With a population approaching 40 million, California is home to more people than any other state. Even if you don’t currently live there, chances are someone close to you does. If this is the case, it might be important to brush up on the basics of probate law in California. This is because you may end being involved in the management and distribution of their estate. Foreknowledge of the probate process in California can better prepare you in the event outside entities file estate claims which challenge your interests.

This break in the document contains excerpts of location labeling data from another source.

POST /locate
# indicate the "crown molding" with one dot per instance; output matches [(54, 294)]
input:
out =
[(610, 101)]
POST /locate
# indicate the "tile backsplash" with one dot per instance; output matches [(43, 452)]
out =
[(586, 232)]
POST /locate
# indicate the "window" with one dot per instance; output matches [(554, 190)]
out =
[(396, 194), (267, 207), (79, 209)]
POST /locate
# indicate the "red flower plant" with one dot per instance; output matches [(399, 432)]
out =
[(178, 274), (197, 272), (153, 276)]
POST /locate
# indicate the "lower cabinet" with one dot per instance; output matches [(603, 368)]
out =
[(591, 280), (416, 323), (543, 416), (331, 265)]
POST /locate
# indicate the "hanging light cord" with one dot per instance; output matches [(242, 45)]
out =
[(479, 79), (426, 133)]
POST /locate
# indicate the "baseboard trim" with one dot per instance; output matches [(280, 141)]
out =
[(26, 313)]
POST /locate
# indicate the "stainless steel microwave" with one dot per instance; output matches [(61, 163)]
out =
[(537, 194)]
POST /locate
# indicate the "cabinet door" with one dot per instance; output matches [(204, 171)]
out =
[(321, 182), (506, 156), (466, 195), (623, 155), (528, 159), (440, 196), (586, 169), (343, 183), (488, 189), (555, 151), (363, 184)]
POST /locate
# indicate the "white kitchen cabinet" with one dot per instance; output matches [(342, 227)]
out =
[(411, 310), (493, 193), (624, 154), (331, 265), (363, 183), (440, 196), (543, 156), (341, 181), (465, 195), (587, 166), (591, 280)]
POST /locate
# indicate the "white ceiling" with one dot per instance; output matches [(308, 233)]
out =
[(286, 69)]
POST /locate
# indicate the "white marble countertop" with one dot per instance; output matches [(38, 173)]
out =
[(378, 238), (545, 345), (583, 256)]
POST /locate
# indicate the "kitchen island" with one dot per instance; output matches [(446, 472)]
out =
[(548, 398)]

Without further ado, here are the important things families across the country need to know about probate law in California:
The value of a good lawyer
Lawyers are like doctors in that many of them choose to specialize in specific areas of their profession. With this in mind, it’s important to retain the services of a specialized probate lawyer in California rather than choosing one with a focus on family law or criminal defense. This doesn’t mean lawyers can’t specialize in more than one area of the law – many of them do – it’s just important to make sure one of those areas is probate. This is true in any state, but especially so in California, where the probate laws and estate claims process can be particularly complex and challenging to those unfamiliar.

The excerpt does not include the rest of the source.